Но она не просто видела его боль. Она хотела ее облегчить. Она хотела избавить его от нее. Ни Бонни, ни Деймон, ни уж тем более Елена этого даже не пытались сделать. Кэролайн Форбс — как новый уровень.
— Так просто?
— Так просто. Обычным людям нравятся усложнять.
— А мы, значит, необычные? — спросил он, уже понимая, чем закончится для него эта ночь. Ему бы хотелось написать другой сценарий для финальной сцены этой ночи. Ему бы очень хотелось изменить концовку. Но Кэролайн ошибалась в одном — некоторые этапы невозможно перейти. И есть другой выход. Он холодный как сталь. И взрывающийся, как порох.
— А мы особенные, — она обняла его. Нет, не жалость. Скорее, нежность. Скорее желание стать друзьями на какой-то промежуток времени. Не стоит желать вечности, чтобы наслаждаться друг другом, но стоит грезить мгновением, чтобы узнать друг друга.
Девушка отстранилась. На языке вертелось что среднее между «спасибо» и «да пошла ты», но Тайлер решил пренебречь словами. Когда-то Деймон говорил о том, что чтобы воспарить, нужно упасть на самое дно. Деймон ошибался: оказавшись в самом низу, назад уже не вернешься.
Потому что внизу воронка. И она затягивает тебя.
— Тебе надо идти. Я еще побуду тут.
Он хотел запомнить ее. Он хотел, чтобы образ Кэролайн был последним, что будет в его сознании перед темнотой. Ему хотелось вшить Кэролайн в свою душу, сохранив в памяти хоть что-то положительное об этом мире.

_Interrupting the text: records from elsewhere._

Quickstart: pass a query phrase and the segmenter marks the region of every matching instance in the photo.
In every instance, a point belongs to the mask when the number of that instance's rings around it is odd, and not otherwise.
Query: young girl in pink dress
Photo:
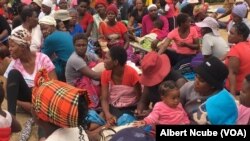
[[[159,87],[162,101],[157,102],[152,112],[135,126],[156,124],[189,124],[187,113],[180,103],[180,91],[173,81],[165,81]]]

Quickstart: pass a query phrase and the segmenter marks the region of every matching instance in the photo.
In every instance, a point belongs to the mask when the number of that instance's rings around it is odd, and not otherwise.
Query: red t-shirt
[[[236,90],[240,91],[242,83],[247,74],[250,74],[250,42],[241,42],[233,46],[226,58],[226,64],[230,57],[236,57],[240,61],[239,73],[236,76]],[[229,80],[226,81],[226,87],[229,89]]]
[[[105,70],[102,72],[101,84],[103,86],[109,86],[109,84],[114,85],[113,80],[111,80],[111,74],[112,70]],[[125,65],[121,85],[127,85],[133,87],[138,81],[139,81],[139,75],[137,74],[137,72],[132,67]]]
[[[123,40],[123,35],[128,31],[127,27],[122,22],[117,22],[114,26],[109,26],[106,22],[101,22],[99,33],[107,38],[111,34],[119,34]]]
[[[88,25],[93,22],[94,22],[93,16],[89,14],[88,12],[85,12],[84,16],[82,17],[80,21],[80,25],[83,28],[83,30],[86,32]]]

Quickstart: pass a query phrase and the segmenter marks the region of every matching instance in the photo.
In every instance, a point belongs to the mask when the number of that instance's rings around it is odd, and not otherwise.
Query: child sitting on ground
[[[151,44],[154,40],[161,41],[165,38],[165,31],[162,30],[163,25],[164,24],[160,19],[155,20],[154,28],[150,31],[150,33],[143,37],[135,37],[135,41],[138,42],[139,45],[132,43],[132,46],[140,46],[138,48],[142,48],[143,50],[148,52],[151,51]]]
[[[157,102],[153,111],[141,121],[134,122],[136,127],[156,124],[189,124],[187,113],[180,103],[180,91],[173,81],[165,81],[159,87],[162,101]]]
[[[2,83],[0,84],[0,140],[9,141],[11,133],[21,130],[20,123],[8,111],[2,109],[4,100],[4,90]]]

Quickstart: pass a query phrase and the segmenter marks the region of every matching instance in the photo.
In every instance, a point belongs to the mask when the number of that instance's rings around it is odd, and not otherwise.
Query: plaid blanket
[[[90,104],[86,90],[50,80],[46,70],[41,70],[36,74],[32,105],[36,115],[44,121],[60,127],[77,127],[80,95],[84,95],[86,104]]]

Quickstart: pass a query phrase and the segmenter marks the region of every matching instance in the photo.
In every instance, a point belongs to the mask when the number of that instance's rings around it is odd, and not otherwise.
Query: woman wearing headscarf
[[[106,8],[108,4],[106,0],[96,0],[95,1],[95,9],[96,14],[93,15],[94,23],[93,28],[91,31],[91,36],[88,43],[88,51],[91,51],[92,53],[95,52],[97,49],[96,46],[98,44],[98,38],[99,38],[99,25],[101,22],[107,20],[107,14],[106,14]],[[99,50],[100,51],[100,50]]]
[[[230,33],[230,30],[234,24],[241,23],[241,22],[245,23],[247,27],[250,28],[250,21],[247,18],[245,18],[247,12],[248,12],[248,9],[245,4],[239,4],[233,7],[233,10],[231,13],[232,20],[228,23],[228,26],[227,26],[228,33]],[[248,39],[250,39],[250,35],[248,36]]]
[[[154,21],[158,19],[163,22],[162,31],[164,34],[162,34],[161,37],[157,37],[157,39],[162,40],[167,37],[169,32],[168,20],[166,17],[158,15],[158,9],[155,4],[148,6],[148,14],[142,18],[142,36],[151,32],[151,30],[154,28]]]
[[[53,10],[53,2],[52,0],[43,0],[42,6],[41,6],[42,11],[40,12],[38,19],[40,20],[44,16],[52,16],[54,17],[54,10]]]
[[[116,17],[118,9],[114,4],[111,4],[106,9],[107,21],[103,21],[99,25],[99,43],[102,47],[103,42],[107,43],[108,48],[123,47],[128,54],[128,59],[131,59],[133,50],[129,47],[128,29],[124,23],[117,21]],[[102,48],[103,52],[107,52],[107,48]]]
[[[250,43],[247,41],[250,30],[244,23],[235,24],[228,36],[228,42],[235,44],[227,54],[226,64],[229,68],[229,76],[226,88],[238,95],[242,89],[244,77],[250,73]]]
[[[31,91],[34,87],[36,73],[46,68],[49,77],[57,79],[55,66],[49,57],[40,52],[30,51],[31,35],[25,30],[17,30],[9,37],[9,50],[13,60],[10,62],[4,77],[7,78],[8,111],[16,115],[16,105],[31,110]]]
[[[74,51],[72,36],[56,30],[56,21],[51,16],[44,16],[39,24],[44,37],[42,52],[53,61],[58,79],[65,82],[65,66]]]

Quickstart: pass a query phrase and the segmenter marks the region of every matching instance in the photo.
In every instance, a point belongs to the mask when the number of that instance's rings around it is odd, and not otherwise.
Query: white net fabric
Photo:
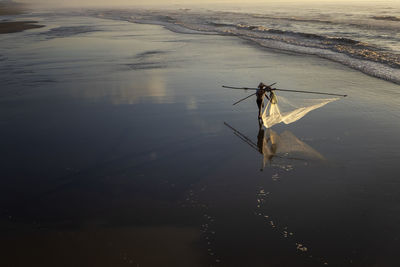
[[[325,99],[296,99],[289,101],[287,98],[279,96],[278,101],[272,104],[268,101],[262,112],[263,124],[266,128],[271,128],[275,124],[289,124],[303,118],[308,112],[323,107],[326,104],[336,101],[339,98]]]

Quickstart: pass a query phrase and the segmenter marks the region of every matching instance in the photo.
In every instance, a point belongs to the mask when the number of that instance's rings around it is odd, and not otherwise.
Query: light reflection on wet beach
[[[144,77],[143,77],[144,76]],[[147,72],[131,84],[112,82],[104,87],[103,83],[92,83],[88,88],[72,90],[73,97],[87,98],[90,101],[107,99],[113,105],[134,105],[140,102],[155,104],[173,103],[173,95],[167,95],[165,79],[160,73]]]

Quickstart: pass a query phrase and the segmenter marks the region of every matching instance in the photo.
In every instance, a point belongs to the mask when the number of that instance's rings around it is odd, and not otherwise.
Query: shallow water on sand
[[[399,86],[315,57],[159,26],[39,16],[0,36],[4,266],[396,266]],[[347,98],[273,130],[251,92]],[[290,98],[290,94],[283,94]],[[299,155],[294,155],[298,157]],[[300,155],[301,156],[301,155]]]

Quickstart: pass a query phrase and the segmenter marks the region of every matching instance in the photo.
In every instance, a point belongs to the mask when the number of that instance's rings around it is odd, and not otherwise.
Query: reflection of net
[[[279,97],[279,106],[278,103],[272,104],[268,101],[262,113],[263,124],[266,128],[281,122],[289,124],[303,118],[308,112],[338,99],[296,99],[294,104],[284,97]]]
[[[278,135],[269,129],[264,136],[262,154],[264,156],[263,167],[274,156],[297,160],[324,160],[318,151],[300,141],[294,134],[284,131]]]

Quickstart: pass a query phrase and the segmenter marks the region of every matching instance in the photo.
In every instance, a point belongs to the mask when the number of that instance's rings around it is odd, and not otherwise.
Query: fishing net
[[[287,98],[274,94],[272,100],[268,101],[262,112],[262,121],[266,128],[275,124],[289,124],[303,118],[310,111],[323,107],[326,104],[336,101],[339,98],[297,98],[289,101]]]

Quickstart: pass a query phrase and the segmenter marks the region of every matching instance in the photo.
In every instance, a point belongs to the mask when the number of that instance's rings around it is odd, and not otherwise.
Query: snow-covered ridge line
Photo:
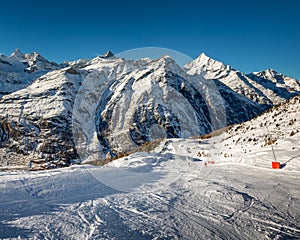
[[[233,91],[260,104],[278,104],[300,91],[299,81],[273,69],[244,74],[205,54],[186,64],[185,69],[188,73],[199,74],[205,79],[218,79]]]

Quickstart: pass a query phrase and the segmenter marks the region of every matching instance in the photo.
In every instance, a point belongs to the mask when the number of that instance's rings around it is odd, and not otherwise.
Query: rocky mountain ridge
[[[244,74],[231,66],[211,59],[204,53],[185,65],[190,74],[217,79],[240,95],[259,104],[276,105],[299,93],[299,81],[273,69]]]

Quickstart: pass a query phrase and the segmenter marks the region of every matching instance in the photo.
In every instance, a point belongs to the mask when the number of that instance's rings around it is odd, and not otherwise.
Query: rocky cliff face
[[[76,159],[72,105],[81,76],[57,70],[0,99],[1,159],[66,165]]]
[[[167,56],[58,65],[16,51],[0,60],[2,167],[65,166],[157,138],[202,135],[299,93],[296,80],[246,76],[205,55],[185,68]]]

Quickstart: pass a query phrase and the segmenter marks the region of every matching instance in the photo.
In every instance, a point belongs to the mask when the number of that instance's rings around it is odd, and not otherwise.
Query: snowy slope
[[[279,161],[284,168],[299,170],[300,95],[269,109],[261,116],[235,125],[224,134],[222,161],[269,167]],[[275,156],[272,152],[275,151]]]
[[[190,164],[129,193],[90,174],[101,168],[1,174],[1,238],[299,238],[299,173],[228,165],[202,178]]]
[[[200,158],[208,164],[241,163],[260,168],[271,168],[272,161],[279,161],[284,169],[299,171],[299,108],[300,95],[250,121],[199,139],[165,139],[154,152]]]

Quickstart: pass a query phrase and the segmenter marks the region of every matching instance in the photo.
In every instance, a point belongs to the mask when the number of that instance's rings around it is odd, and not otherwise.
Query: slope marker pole
[[[266,129],[268,131],[268,134],[271,136],[269,128],[268,128],[267,125],[266,125]],[[271,144],[271,148],[272,148],[273,157],[274,157],[274,160],[275,160],[275,162],[272,162],[272,168],[277,168],[277,169],[281,168],[280,163],[279,163],[279,166],[278,166],[278,161],[277,161],[277,158],[276,158],[276,155],[275,155],[275,150],[274,150],[274,147],[273,147],[273,143]]]

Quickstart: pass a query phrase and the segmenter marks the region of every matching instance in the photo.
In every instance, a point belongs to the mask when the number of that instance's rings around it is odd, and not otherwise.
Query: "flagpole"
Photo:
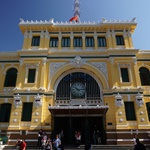
[[[74,0],[74,16],[78,16],[78,21],[80,22],[80,2],[79,2],[79,0]]]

— Все нормально? — спросила она. Тайлер не знал ради вежливости или из-за беспокойства. Да и не важно это было. Иногда не стоит искать причины. Иногда нужно принимать просто факты — нужно признавать результат, не важно проиграл ты или победил.
— Да. Теперь все нормально, — улыбнулся почти искренне. Девушка улыбнулась в ответ. Весна ее взгляда была такой… родной. Такой правильной. Тайлеру показалось, что Кэролайн сюда просто кто-то отправил. Отправил для него. Не потому, что он нуждался в промывке мозгов. Не потому, что он был каким-то особенным, или Кэролайн была какой-то необычной.
Просто так правильно.
— Спасибо, — все-таки произнес он. Кэролайн развернулась и направилась к выходу. Она смотрела на лестницу, которая вела на улицу, к небу, усыпанному плеядой звезд, к Вселенной, усыпанной плеядой душ.
А Тайлер смотрел на предмет, валяющийся под ногами.
Это было поблескивающий кусок металла с заостренными краями.
4.
Порш был готов через час. Пахло краской и дорогой обивкой. Елена устало наблюдала за тем, как Деймон рассчитывался со своими помощниками, к которым не обращался по именам. Он вообще к ним никак не обращался. Лишь местоимения иногда приходили на помощь, стирая яркость неопределенности.
На улице шел снег. Елена, облокотившись о капот, ждала. Они решили вернуться в мотель и выписаться, сославшись на то, что хотят дальше мчатся автостопом в свой медовой месяц. Машину оставят на порядочно расстоянии от мотеля. У них должно получится. К четырем утра они должны покинуть город.
— Здесь больше, чем мы договаривались, — произнес мужчина, даже не заглянув внутрь конверта, будто он определил сумму на ощупь. Гилберт стало воротить от дешевизны этой сцены.